Not unlike many other middle relievers, Ramirez has bounced around multiple organizations the past two seasons. He returned to the Giants organization prior to 2013. He failed to make the club out of spring training, but agreed to accept a Minor League assignment. He made it back to the big club for six appearances, but was released in late June after putting up an 11.12 ERA and 2.471 WHIP in 5 2/3 innings. The Rays signed him a little over a week later. While he pitched well in his brief stint, the Rays had no need for him in their bullpen and he was released after one month.

Ramirez spent 2014 in the Mariners and Orioles organizations. He was released after one month in Seattle’s Triple-A affiliate. The Orioles signed him to a minor league deal one month later. He did a make a one inning cameo for the O’s, pitching a single inning where he gave up no hits while walking one and striking out two.

Middle relievers are usually well-traveled and erratic by nature. Ramirez completely fits that mold. Somebody will likely sign him to at least fill out their Triple A bullpen.

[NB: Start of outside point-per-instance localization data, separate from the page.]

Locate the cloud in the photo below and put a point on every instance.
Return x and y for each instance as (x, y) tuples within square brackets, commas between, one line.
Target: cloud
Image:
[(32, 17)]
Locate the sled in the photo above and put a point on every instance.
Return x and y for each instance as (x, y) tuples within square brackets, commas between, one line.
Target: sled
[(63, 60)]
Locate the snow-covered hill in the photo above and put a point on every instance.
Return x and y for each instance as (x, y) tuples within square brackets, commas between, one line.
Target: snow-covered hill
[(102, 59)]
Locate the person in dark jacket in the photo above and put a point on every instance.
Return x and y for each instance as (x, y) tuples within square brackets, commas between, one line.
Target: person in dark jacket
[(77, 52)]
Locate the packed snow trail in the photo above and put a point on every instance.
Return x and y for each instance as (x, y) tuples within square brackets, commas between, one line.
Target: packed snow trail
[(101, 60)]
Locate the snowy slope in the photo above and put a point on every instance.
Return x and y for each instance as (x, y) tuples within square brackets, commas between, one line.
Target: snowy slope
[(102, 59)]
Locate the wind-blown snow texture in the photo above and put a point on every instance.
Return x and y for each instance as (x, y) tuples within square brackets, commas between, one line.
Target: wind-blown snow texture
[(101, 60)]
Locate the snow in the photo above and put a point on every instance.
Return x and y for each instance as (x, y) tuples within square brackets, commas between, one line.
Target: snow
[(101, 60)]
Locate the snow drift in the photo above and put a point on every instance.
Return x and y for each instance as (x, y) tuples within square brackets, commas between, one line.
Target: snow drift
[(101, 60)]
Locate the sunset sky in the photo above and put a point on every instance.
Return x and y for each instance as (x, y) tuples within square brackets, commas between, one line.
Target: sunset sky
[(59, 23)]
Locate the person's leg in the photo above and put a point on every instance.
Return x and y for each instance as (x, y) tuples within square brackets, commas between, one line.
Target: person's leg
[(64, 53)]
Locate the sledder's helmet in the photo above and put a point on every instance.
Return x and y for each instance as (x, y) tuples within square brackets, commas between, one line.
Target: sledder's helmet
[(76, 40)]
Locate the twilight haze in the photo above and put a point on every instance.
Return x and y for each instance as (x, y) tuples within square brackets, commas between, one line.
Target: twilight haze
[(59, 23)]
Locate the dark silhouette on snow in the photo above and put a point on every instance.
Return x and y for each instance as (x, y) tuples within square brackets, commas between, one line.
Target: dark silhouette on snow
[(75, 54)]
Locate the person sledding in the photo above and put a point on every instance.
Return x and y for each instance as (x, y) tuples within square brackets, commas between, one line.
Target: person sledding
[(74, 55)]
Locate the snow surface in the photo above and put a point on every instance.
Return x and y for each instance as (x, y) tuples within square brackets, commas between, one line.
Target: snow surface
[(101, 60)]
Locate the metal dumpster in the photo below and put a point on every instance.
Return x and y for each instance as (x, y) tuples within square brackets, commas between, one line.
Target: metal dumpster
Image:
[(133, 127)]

Brad Penny: The other low cost/high reward starting pitcher signing of the offseason who was 11 years younger than his counterpart (Smoltz). Like Smoltz, Penny was coming off an injury-plagued 2008. The difference: Smoltz was 42 and his best days were behind him while Penny was 11 years younger but had stuff much better-suited for NL ballparks with spacious outfields. The Red Sox don’t play in the NL and Penny’s stuff was easily hittable in his stint in Boston.

He did make 24 starts but the final line was very underwhelming: 7-8, 5.61 ERA, 1.534 WHIP, and 89/42 K/BB in 131 2/3 innings. With the reemergence of Clay Buchholz and with Tim Wakefield coming off the DL, Penny became the odd man out. Rather than accepting a demotion to the bullpen, Penny asked for his release. The Red Sox obliged. He finished the season for the San Francisco Giants, making six starts and going 4-1 with a 2.59 ERA and 0.960 WHIP in 28 innings.

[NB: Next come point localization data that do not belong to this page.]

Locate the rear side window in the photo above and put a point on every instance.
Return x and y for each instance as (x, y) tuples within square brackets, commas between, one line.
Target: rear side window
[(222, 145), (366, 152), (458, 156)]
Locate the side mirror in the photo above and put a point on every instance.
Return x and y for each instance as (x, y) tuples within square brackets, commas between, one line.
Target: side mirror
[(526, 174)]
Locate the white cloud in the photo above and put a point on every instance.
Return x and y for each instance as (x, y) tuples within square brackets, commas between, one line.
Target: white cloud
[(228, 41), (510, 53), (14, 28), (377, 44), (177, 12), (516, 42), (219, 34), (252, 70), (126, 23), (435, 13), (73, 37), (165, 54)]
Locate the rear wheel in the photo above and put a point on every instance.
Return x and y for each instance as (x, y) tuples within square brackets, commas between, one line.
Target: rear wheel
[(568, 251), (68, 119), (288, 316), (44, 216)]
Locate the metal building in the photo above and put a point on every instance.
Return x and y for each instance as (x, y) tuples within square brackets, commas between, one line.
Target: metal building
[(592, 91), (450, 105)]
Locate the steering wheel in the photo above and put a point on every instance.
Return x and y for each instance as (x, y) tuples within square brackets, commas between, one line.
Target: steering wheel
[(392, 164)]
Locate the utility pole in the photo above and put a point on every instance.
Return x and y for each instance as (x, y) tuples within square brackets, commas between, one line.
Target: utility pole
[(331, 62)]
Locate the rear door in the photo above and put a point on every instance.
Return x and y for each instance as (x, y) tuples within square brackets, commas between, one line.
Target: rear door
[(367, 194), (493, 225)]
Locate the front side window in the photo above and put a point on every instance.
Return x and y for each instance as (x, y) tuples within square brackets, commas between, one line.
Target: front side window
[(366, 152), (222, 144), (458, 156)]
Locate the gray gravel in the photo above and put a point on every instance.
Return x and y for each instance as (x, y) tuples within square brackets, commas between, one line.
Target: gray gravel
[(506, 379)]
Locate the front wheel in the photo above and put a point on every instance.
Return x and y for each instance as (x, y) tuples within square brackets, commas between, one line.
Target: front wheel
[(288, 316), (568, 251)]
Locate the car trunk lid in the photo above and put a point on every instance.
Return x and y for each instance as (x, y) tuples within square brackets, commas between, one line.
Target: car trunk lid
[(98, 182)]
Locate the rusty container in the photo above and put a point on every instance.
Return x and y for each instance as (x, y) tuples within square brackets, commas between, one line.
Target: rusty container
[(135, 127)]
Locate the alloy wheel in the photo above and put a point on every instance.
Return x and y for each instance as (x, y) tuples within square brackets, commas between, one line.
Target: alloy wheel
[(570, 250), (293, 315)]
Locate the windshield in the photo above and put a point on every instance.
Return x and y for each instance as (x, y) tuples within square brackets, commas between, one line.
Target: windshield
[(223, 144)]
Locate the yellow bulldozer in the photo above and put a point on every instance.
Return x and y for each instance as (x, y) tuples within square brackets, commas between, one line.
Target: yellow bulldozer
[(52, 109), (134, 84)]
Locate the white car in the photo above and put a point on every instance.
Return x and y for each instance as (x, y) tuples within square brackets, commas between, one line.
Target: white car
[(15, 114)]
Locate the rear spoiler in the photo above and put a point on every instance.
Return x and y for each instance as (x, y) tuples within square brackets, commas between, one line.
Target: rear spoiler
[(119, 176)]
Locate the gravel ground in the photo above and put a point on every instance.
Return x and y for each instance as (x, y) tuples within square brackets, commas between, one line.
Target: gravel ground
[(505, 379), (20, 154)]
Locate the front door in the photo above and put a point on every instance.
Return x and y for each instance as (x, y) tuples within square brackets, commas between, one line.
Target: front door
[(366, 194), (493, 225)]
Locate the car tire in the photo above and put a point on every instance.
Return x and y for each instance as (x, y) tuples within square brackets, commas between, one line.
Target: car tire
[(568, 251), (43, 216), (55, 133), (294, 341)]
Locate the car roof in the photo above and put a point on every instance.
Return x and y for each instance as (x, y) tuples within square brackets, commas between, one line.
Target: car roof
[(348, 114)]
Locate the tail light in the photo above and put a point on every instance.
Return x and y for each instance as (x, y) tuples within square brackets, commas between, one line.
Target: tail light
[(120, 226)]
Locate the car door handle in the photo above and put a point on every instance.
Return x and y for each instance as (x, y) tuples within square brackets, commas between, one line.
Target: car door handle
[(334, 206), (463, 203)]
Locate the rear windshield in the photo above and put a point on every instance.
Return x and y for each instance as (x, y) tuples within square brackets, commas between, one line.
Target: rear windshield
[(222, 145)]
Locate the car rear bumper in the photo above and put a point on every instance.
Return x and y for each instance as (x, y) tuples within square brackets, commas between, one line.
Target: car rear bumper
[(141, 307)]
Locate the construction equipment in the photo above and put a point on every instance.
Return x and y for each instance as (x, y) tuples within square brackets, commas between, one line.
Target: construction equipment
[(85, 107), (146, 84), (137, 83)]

Penny’s last full season was for the Detroit Tigers in 2011. His numbers were not much better: 11-11 with a 5.30 ERA, 1.563 WHIP, and 74/62 K/BB in 181 2/3 innings. He’s since had two unsuccessful stints as a reliever in a second stint with the Giants and most recently a second stint in Miami. That’s not counting a bust of a deal for the Fukuoka SoftBank Hawks in Korea (gave up six runs and five stolen bases in 3 1/3 innings in his lone appearance).

Penny hasn’t been a viable pitcher in quite some time. But he’ll keep going as long as there’s some team desperate enough to sign him.

Takashi Saito: The guy who usurped the Dodgers’ closer job from Eric Gagne. The Red Sox signed him to a one year deal worth $1.5 million prior to 2009. Saito would actually end up making an additional $4.5 million in incentives that season. He went 3-3 with a 2.43 ERA and 52 strikeouts in 55 2/3 innings, but with an underwhelming 1.347 WHIP and 25 walks (4.0 BB/9).

The Red Sox declined their club option on Saito for 2010. He pitched three more seasons in MLB (Braves, Brewers, and Diamondbacks) before returning home to Japan after 2012.

Saito actually returned to form in 2010, getting his WHIP back under 1.100. In hindsight, it might’ve been a mistake not to pick up that option. After all, the Red Sox bullpen would prove to be the club’s Achilles heel that season. But I’m getting too ahead of myself.